Back in her native England, Ayane is in her second season at Tottenham Hotspur after spells at Bristol City and Everton that further enhanced her football qualities in English football.

“It’s exciting. It took a long time to come but this is what the women’s game deserves and the future looks bright,” Ayane said.

“Having the games broadcasted on Sky Sports and get the coverage from the media and social network is exciting for the players.

“England is fast becoming one of the best leagues in the world and every week is becoming more interesting because you get to a point where you have no idea what will happen.”

In recent years, Women’s Super League teams have started to host league games in men’s stadiums including the North London derby between Tottenham Hotspur and Arsenal which was witnessed by over 40,000 spectators at the Tottenham Hotspur Stadium.

The reverse fixture is scheduled for March 26, with Ayane’s Tottenham set to grace the field of Arsenal in another opportunity to showcase the progress of the women’s game.

Usually, Tottenham play their home games at Barnet FC’s The Hive Stadium which can host no more than 6,000 people seated.
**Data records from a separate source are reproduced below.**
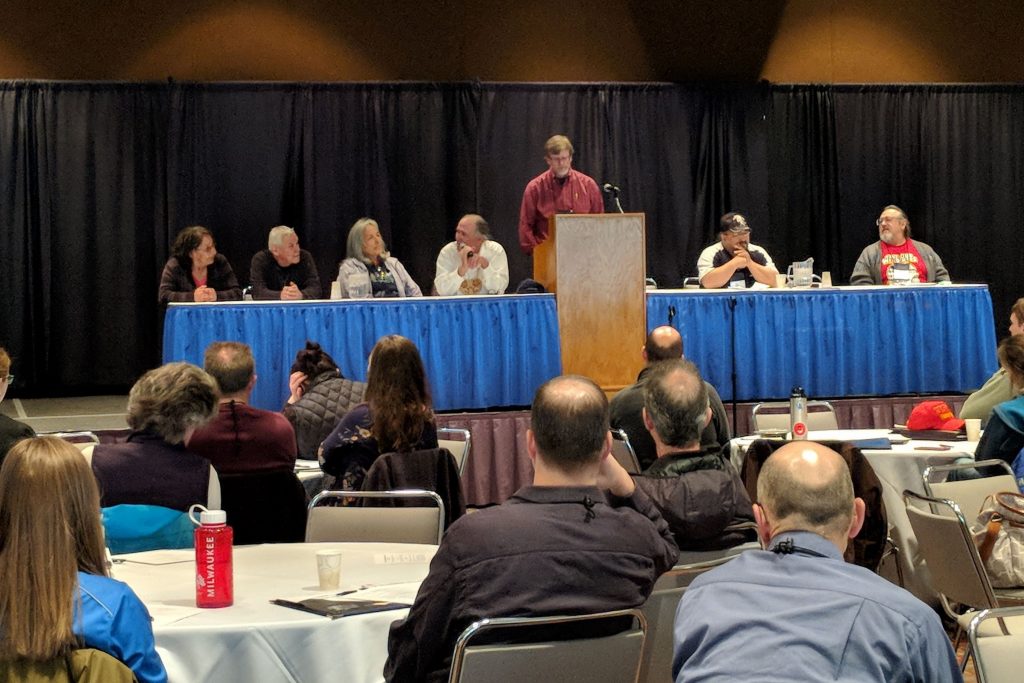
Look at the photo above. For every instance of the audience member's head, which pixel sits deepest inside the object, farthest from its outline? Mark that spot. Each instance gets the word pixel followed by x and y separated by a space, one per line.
pixel 676 409
pixel 664 343
pixel 4 372
pixel 49 530
pixel 397 393
pixel 231 366
pixel 1011 354
pixel 188 241
pixel 313 361
pixel 1017 317
pixel 569 423
pixel 172 401
pixel 805 486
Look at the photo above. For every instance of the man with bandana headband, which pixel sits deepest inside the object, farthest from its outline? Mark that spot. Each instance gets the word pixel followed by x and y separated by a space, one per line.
pixel 734 262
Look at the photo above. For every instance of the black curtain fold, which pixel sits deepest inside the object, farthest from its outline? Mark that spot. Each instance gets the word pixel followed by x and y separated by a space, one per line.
pixel 96 179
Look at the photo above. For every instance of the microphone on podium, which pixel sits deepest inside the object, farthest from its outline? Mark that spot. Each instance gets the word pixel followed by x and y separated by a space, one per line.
pixel 613 191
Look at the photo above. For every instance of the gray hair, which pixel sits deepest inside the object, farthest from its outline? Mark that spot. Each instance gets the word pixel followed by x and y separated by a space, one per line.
pixel 171 399
pixel 278 236
pixel 353 248
pixel 808 497
pixel 902 214
pixel 482 228
pixel 676 400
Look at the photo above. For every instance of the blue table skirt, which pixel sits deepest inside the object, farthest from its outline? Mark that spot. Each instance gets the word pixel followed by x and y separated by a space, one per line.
pixel 494 351
pixel 836 342
pixel 478 351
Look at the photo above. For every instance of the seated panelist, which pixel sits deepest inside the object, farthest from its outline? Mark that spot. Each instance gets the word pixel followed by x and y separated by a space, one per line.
pixel 196 271
pixel 734 262
pixel 369 270
pixel 473 263
pixel 284 271
pixel 895 258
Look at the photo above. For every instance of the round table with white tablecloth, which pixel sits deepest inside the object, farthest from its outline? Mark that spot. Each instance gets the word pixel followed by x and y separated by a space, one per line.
pixel 254 640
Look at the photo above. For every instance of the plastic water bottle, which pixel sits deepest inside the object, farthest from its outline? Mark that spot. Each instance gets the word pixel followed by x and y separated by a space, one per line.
pixel 798 414
pixel 214 571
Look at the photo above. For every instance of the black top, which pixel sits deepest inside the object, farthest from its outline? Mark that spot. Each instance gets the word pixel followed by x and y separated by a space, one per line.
pixel 268 278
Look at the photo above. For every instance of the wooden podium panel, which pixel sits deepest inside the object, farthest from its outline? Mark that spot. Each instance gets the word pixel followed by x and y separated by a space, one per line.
pixel 596 265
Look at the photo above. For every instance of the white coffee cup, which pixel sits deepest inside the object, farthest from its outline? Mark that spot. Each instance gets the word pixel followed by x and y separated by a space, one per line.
pixel 329 568
pixel 973 429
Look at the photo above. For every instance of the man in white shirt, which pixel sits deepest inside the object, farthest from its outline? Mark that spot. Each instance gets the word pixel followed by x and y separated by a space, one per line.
pixel 473 263
pixel 734 262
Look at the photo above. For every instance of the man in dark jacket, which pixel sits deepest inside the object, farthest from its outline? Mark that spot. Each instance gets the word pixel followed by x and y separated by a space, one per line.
pixel 582 540
pixel 664 343
pixel 696 489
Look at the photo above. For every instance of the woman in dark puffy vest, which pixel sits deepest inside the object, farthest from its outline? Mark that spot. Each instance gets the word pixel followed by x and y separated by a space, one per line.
pixel 321 396
pixel 397 415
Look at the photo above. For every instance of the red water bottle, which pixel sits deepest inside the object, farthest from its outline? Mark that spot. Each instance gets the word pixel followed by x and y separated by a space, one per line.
pixel 214 578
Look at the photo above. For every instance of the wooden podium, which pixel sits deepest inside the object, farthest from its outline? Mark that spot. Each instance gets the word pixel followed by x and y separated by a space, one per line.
pixel 595 264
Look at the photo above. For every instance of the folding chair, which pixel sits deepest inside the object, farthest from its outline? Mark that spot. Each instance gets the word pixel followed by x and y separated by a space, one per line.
pixel 969 494
pixel 623 452
pixel 459 447
pixel 997 646
pixel 410 524
pixel 659 609
pixel 954 568
pixel 610 658
pixel 772 416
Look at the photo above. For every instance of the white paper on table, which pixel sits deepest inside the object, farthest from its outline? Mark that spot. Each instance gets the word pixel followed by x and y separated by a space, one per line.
pixel 401 558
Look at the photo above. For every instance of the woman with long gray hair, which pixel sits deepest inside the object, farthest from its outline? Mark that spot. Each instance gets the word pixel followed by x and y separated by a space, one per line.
pixel 369 269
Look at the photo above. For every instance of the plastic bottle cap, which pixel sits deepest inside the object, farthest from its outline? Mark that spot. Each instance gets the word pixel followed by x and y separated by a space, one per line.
pixel 213 517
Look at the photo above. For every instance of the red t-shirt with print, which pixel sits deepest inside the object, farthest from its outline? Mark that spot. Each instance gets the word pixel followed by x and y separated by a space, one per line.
pixel 905 253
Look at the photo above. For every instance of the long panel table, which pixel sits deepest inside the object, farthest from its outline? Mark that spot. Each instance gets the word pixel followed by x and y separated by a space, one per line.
pixel 479 351
pixel 495 351
pixel 835 342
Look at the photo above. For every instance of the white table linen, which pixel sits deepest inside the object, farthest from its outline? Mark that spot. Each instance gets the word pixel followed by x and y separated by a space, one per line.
pixel 254 640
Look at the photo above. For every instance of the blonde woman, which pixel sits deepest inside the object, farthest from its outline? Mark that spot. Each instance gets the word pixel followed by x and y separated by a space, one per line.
pixel 54 592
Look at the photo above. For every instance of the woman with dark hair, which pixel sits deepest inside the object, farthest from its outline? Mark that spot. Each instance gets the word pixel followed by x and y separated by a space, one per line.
pixel 996 390
pixel 397 415
pixel 10 430
pixel 1004 435
pixel 196 271
pixel 320 396
pixel 55 595
pixel 369 269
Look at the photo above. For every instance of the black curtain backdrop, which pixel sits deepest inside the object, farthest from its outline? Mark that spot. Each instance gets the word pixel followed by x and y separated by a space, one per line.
pixel 96 179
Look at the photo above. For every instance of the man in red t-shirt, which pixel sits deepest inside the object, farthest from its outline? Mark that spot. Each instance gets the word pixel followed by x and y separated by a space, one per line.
pixel 559 189
pixel 896 259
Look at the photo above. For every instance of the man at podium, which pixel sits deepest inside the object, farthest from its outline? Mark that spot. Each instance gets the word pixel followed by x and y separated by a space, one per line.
pixel 559 189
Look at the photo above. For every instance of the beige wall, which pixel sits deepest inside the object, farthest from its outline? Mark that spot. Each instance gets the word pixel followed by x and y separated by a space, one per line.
pixel 524 40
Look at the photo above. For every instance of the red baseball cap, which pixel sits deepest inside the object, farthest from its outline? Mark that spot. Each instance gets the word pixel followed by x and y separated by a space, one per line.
pixel 933 415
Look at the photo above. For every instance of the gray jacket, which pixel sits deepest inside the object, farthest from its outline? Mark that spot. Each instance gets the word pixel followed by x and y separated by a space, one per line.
pixel 868 267
pixel 354 267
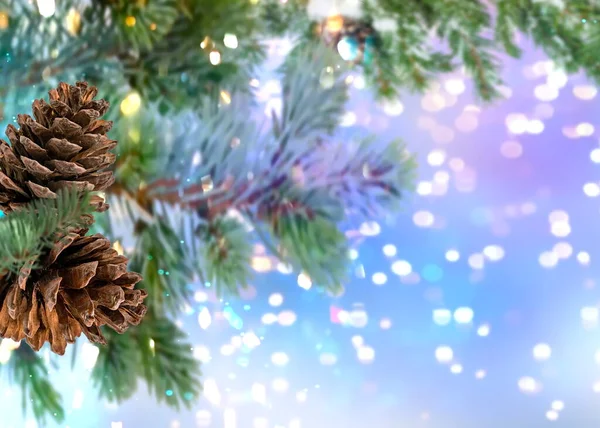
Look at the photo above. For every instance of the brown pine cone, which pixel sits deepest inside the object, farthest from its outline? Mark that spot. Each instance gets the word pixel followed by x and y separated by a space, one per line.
pixel 63 146
pixel 79 285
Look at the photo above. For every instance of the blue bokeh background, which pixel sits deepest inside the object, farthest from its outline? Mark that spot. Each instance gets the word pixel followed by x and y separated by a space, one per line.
pixel 368 358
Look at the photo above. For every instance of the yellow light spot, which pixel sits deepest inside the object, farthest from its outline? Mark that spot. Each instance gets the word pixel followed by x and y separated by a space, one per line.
pixel 118 248
pixel 215 57
pixel 73 22
pixel 131 104
pixel 261 264
pixel 130 21
pixel 135 135
pixel 205 42
pixel 334 24
pixel 3 21
pixel 225 97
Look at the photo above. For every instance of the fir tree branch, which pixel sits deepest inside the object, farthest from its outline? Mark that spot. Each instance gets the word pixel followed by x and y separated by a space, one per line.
pixel 24 234
pixel 27 369
pixel 116 371
pixel 166 362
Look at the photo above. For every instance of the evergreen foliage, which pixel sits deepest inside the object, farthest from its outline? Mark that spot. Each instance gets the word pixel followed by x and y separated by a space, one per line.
pixel 197 182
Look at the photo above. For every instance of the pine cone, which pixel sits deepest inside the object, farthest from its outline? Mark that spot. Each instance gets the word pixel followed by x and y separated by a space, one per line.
pixel 64 146
pixel 79 285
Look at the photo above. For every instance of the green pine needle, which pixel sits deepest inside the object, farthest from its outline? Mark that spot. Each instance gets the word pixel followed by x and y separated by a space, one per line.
pixel 314 246
pixel 116 370
pixel 27 369
pixel 167 363
pixel 26 233
pixel 161 259
pixel 226 255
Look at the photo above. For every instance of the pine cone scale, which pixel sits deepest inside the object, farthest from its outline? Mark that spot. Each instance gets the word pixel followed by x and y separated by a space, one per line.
pixel 80 283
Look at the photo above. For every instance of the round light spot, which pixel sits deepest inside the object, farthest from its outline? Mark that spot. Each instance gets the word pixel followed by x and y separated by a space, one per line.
pixel 583 258
pixel 304 281
pixel 548 259
pixel 366 354
pixel 544 111
pixel 392 108
pixel 385 324
pixel 423 219
pixel 493 253
pixel 589 314
pixel 444 354
pixel 476 261
pixel 516 123
pixel 466 122
pixel 424 188
pixel 463 315
pixel 563 250
pixel 442 316
pixel 591 190
pixel 379 278
pixel 357 341
pixel 542 352
pixel 456 368
pixel 280 359
pixel 401 267
pixel 454 86
pixel 557 79
pixel 585 92
pixel 286 318
pixel 280 385
pixel 275 299
pixel 452 255
pixel 370 228
pixel 584 129
pixel 483 330
pixel 545 92
pixel 436 157
pixel 327 359
pixel 389 250
pixel 535 126
pixel 528 385
pixel 348 119
pixel 560 229
pixel 558 216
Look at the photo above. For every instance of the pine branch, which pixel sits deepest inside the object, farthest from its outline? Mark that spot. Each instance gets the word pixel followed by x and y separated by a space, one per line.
pixel 166 362
pixel 116 371
pixel 27 369
pixel 314 245
pixel 226 255
pixel 24 234
pixel 161 258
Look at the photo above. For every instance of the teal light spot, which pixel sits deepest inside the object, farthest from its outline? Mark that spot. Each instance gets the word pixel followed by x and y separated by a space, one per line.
pixel 432 273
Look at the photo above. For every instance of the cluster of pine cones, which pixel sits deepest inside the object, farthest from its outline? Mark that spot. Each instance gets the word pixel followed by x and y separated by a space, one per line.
pixel 81 283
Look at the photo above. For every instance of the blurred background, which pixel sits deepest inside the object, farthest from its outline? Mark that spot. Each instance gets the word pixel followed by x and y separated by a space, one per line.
pixel 477 306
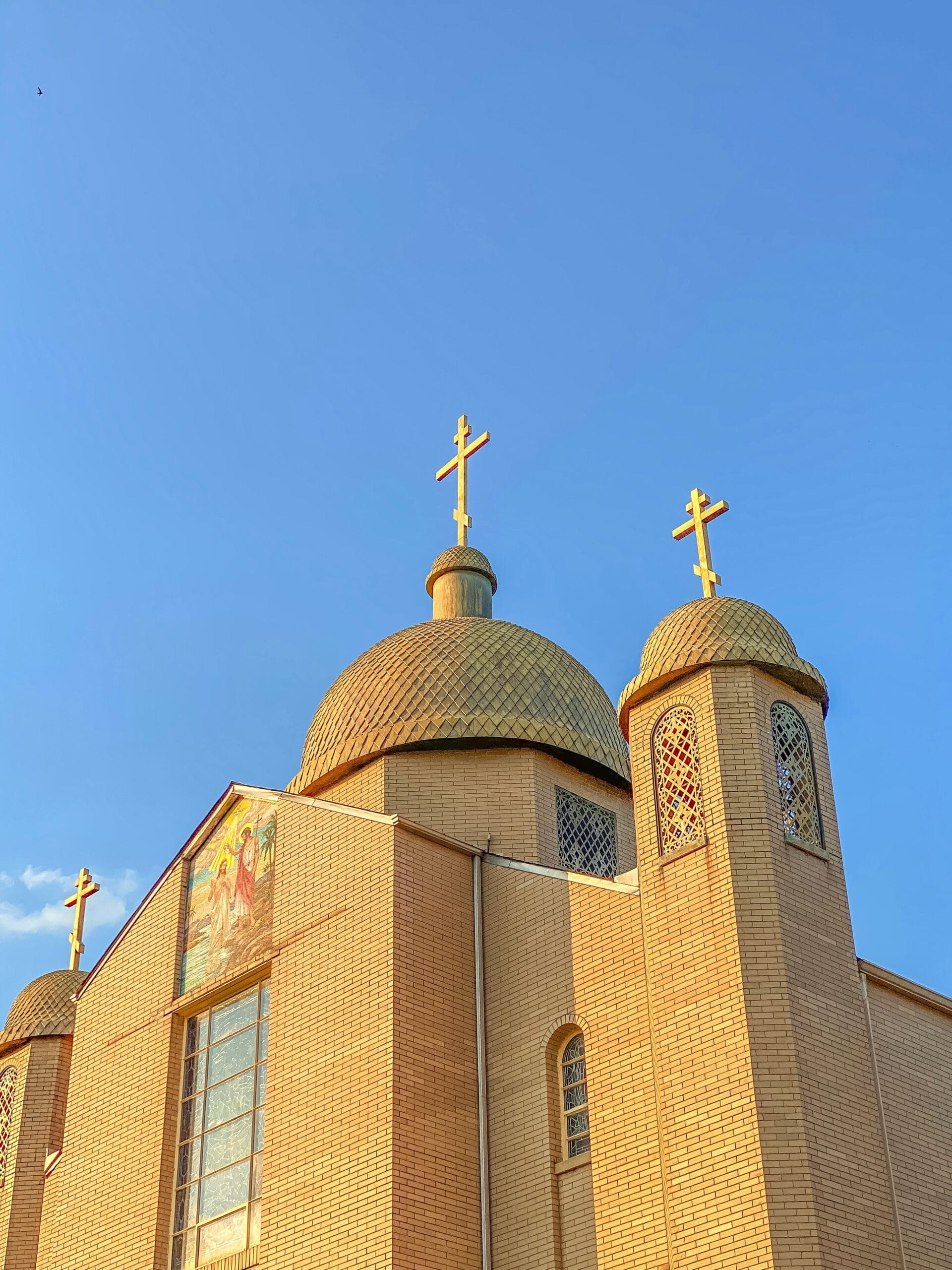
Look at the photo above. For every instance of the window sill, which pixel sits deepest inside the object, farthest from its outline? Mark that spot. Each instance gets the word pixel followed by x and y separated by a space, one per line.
pixel 682 851
pixel 821 853
pixel 237 1262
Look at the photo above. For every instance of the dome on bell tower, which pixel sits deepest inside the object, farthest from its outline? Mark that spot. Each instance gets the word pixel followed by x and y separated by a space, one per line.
pixel 45 1008
pixel 719 629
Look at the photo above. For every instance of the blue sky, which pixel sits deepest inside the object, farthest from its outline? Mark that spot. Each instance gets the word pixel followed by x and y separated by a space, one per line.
pixel 255 262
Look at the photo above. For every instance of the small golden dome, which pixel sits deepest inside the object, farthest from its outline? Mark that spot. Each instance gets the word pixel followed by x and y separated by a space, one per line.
pixel 461 558
pixel 45 1008
pixel 463 683
pixel 719 629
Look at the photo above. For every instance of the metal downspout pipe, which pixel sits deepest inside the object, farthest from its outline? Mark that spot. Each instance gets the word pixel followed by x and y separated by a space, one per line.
pixel 481 1062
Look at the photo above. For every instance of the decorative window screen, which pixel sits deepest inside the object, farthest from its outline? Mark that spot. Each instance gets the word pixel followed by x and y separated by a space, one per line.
pixel 575 1098
pixel 8 1089
pixel 681 811
pixel 796 776
pixel 587 836
pixel 218 1208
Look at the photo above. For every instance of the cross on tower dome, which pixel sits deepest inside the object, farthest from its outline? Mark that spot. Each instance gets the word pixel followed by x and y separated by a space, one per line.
pixel 85 887
pixel 464 454
pixel 701 512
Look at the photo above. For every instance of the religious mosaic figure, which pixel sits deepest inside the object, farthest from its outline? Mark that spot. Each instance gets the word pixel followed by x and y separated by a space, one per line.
pixel 245 863
pixel 230 890
pixel 220 901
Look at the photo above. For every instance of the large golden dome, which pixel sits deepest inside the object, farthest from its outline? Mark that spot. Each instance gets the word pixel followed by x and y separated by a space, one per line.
pixel 463 683
pixel 719 629
pixel 45 1008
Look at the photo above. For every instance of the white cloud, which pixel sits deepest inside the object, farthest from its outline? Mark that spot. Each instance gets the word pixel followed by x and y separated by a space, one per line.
pixel 33 878
pixel 110 907
pixel 41 921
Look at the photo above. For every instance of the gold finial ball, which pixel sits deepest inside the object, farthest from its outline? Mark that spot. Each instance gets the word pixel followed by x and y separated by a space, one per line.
pixel 719 629
pixel 461 583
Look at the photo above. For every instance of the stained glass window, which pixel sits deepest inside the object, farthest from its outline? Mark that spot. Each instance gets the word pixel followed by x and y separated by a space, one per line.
pixel 218 1207
pixel 587 836
pixel 796 776
pixel 681 811
pixel 575 1098
pixel 8 1089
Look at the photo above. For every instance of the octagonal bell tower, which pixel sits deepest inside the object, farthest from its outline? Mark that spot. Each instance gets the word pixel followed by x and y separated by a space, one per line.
pixel 772 1144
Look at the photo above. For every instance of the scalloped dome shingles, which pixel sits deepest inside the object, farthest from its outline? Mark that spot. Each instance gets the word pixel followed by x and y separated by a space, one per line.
pixel 463 680
pixel 44 1008
pixel 461 558
pixel 719 629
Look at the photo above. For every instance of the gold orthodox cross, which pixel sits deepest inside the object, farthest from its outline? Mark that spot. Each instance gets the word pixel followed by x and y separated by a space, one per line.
pixel 85 887
pixel 464 454
pixel 701 512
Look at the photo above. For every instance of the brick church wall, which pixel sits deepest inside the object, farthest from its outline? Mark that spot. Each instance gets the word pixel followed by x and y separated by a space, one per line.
pixel 913 1042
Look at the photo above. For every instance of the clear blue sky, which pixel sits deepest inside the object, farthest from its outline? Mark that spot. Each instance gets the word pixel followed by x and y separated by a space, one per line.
pixel 255 261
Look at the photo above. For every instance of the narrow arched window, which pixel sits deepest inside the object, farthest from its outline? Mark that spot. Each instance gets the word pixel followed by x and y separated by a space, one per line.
pixel 796 776
pixel 575 1098
pixel 8 1089
pixel 681 811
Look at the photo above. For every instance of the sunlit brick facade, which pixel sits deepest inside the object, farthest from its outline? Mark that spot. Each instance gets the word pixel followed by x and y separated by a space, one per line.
pixel 380 1079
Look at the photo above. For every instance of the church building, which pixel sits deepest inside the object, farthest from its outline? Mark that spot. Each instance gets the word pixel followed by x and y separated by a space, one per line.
pixel 555 986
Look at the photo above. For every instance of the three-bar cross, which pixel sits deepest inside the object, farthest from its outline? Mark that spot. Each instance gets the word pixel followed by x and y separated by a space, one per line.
pixel 701 512
pixel 464 454
pixel 85 887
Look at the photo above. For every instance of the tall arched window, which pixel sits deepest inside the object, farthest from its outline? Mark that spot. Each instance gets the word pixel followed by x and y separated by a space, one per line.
pixel 796 776
pixel 681 811
pixel 218 1210
pixel 575 1098
pixel 8 1089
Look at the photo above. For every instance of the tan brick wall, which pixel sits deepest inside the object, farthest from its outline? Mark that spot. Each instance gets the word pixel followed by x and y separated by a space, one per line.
pixel 561 954
pixel 371 1152
pixel 436 1132
pixel 714 1167
pixel 42 1070
pixel 329 1144
pixel 914 1058
pixel 363 788
pixel 848 1169
pixel 774 1152
pixel 508 794
pixel 577 1219
pixel 108 1201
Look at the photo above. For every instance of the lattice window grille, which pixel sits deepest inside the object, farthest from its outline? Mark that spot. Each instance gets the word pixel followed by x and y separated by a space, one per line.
pixel 796 776
pixel 587 836
pixel 681 812
pixel 575 1098
pixel 8 1089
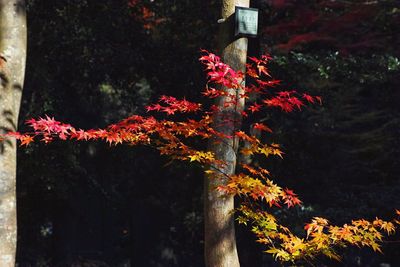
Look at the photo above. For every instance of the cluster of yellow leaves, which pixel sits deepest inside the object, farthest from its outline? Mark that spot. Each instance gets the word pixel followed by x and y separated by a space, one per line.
pixel 321 237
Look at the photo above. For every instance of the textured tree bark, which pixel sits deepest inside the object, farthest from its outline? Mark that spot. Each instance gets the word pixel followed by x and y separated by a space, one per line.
pixel 12 70
pixel 220 241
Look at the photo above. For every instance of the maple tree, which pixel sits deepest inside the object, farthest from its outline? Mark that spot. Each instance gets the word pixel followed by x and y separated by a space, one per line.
pixel 177 122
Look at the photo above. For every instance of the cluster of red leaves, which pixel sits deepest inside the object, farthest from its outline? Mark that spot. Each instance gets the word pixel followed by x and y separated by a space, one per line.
pixel 339 24
pixel 254 184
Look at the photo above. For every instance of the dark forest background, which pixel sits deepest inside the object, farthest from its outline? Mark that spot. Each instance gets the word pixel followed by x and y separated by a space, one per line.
pixel 92 63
Therefore, having to switch from such environment to a big platform like the Tottenham Hotspur Stadium or the Emirates might add extra pressure on the women players as they must perform in uncharted, but well-deserved territories.

“As a player, you don’t try to think that this game is being broadcasted,” Ayane underlined.

“I played at the Tottenham Hotspur Stadium in the North London derby in front of 40,000 people and it was amazing.

“One of our last games was against West Ham United and it was on Sky Sports – I had a penalty and at that point in time I did not think that this game was being broadcasted live.

“You realise everything once you step of the field. Hopefully, all this becomes normal for the women’s game soon.”

At the end of the day, Ayane firmly believes that the women’s game is just like the men’s and that their movement deserves the investment, the broadcasts, and the big stadiums.